2. Wisconsin (R): Republicans have another heavy lift in trying to get Sen. Ron Johnson (R) reelected to his second term in a presidential year that tends to shade the state blue. Johnson is on the defensive about whether he'd support Trump as the nominee (he's still deciding) and whether he'd take a vote on Obama's Supreme Court nominee (he appeared to waver before saying he'd be open to taking a vote.) But his challenger, former senator Russ Feingold (D), doesn't have history on his side in trying to win back his former seat: According to Nathan Gonzalez with the Rothenberg & Gonzalez Political Report, defeating the person who defeated you six years earlier hasn't happened in Senate politics since 1934. Still, polls have shown Feingold up by double digits. Republicans are hopeful their ground game perfected throughout Gov. Scott Walker's (R) two elections and his recall will be able to counter that.

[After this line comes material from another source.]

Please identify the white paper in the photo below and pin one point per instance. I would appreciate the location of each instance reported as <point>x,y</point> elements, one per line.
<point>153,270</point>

1. Illinois (R): Sen. Mark Kirk (R) is Republicans' most vulnerable incumbent this cycle, thanks mostly to math: Obama won the state by 16 points in 2012. As such, Kirk is doing everything he can to appeal to moderate voters. He is pro-abortion rights, pro-same-sex marriage, and he recently broke ranks with party leaders and said Obama's Supreme Court nominee deserves a hearing. He also has a dramatic story to tell, returning to Congress in 2013 after suffering a stroke less than a year earlier. Befor they can take on Kirk, Democrats have to get through their own three-way primary March 15. Party leaders are hoping Rep. Tammy Duckworth (D), a double amputee war veteran, sails through. If she does, the state's politics in a presidential year suggest it will be tough for Kirk to hang on.